ENTM 735 | Sustainability
Sustainability requires integration of environmental, economic, and sociological factors towards a common goal of durability. Beneficial insects play important roles for sustainable conditions in their contribution to ecosystem services. In addition, injurious insects must be managed appropriately for the health and well-being of mankind. This course will apply the concept of sustainability to both ecosystem services provided by beneficial insects, as well as to the management of injurious insects. Ecological functions of insects in natural and managed landscapes will be illustrated and discussed. In addition, case histories and discussions will focus on themes of sustainability in successful IPM programs, as well as specific practices that lead to sustainable practices. In the context of current surprising findings of the decline of insect species and populations, the course will conclude with a discussion of sustainable approaches for conserving and restoring insects in the landscape.
ENTM798K | Topic Seminars
Dr. Lamp offers topic seminars most semesters. The following is a description of the seminar for Spring Semester, 2023:
Challenges and Prospects for Sustainability in Agriculture:
Contribution of Plant Diversity on Insect Biodiversity and their Ecosystem Services
Recent course syllabus and schedule: Spring 2023
We can all appreciate the need for sustainability in the face of global change on our planet. Agriculture has not really risen to the challenge although there is a lot of lip service for ecological responses to agricultural intensification – think current foci on pollinator health and conservation biological control. And there is a rising recognition of the value of biodiversity, especially insects, for maintaining our planetary ecosystem. Here I ask a simple question: how can agriculture become more sustainable? The seminar is designed to answer the question with an equally simple answer: the addition of plant diversity to farms.

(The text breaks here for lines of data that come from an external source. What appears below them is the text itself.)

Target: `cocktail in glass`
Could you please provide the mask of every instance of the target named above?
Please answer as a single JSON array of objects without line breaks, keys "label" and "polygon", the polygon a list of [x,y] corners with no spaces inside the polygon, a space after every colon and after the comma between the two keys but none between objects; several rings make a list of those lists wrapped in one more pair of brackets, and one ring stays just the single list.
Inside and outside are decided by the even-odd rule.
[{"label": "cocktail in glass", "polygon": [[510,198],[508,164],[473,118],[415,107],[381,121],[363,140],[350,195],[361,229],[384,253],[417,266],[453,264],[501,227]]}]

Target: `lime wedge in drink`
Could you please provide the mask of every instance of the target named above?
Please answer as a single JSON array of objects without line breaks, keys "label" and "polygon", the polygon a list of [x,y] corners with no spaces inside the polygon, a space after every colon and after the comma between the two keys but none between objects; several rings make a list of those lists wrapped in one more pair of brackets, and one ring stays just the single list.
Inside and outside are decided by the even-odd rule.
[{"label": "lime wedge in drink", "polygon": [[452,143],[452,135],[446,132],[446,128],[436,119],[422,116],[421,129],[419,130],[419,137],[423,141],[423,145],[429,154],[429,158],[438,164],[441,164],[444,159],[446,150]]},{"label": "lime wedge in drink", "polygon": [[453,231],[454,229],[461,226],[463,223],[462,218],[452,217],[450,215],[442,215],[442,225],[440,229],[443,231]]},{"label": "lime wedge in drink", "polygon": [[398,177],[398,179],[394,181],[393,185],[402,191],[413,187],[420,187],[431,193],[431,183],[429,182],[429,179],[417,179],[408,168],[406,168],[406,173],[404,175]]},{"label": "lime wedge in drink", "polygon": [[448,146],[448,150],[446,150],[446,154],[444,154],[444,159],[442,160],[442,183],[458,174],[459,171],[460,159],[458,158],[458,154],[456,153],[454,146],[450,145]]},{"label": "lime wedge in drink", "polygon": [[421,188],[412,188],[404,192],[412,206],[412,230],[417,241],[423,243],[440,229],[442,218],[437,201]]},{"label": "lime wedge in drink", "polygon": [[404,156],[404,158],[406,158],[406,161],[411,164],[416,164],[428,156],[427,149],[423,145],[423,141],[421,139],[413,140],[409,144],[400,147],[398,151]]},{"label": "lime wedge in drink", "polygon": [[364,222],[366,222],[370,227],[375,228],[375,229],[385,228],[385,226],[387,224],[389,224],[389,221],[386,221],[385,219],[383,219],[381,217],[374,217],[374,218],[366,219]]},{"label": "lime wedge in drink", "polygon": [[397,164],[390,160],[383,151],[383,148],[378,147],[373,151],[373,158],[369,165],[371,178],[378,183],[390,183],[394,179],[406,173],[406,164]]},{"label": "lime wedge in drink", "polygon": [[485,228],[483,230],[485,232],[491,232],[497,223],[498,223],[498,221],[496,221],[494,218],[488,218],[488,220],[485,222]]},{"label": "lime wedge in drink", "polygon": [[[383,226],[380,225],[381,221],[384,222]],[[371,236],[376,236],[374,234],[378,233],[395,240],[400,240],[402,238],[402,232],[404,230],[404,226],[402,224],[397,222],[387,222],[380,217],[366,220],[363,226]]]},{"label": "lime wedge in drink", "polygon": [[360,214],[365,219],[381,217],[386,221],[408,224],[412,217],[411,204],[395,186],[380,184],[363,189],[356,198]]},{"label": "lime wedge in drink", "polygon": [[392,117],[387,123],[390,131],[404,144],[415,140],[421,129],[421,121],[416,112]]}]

In turn, these environmental benefits will help lead to climate resilience and improved socioeconomic benefits. The seminar is designed to focus each semester on a topic that can be addressed with a coordinated approach, centered on performing a review of a major question. I include a summary of the grant at the end of this topic seminar description.
The seminar for this spring is open to all entomology graduate students, and has a focus on understanding the role of plant diversity to increase ecosystem services on farms provided by arthropods. It is a simple concept: increasing plant diversity on any farm will lead to increased arthropod biodiversity, ecosystem services, soil health, and environmental and socioeconomic benefits. We will define plant diversity at the start of the seminar, then explore ways in which plant diversity interacts with arthropods, in both positive and negative ways.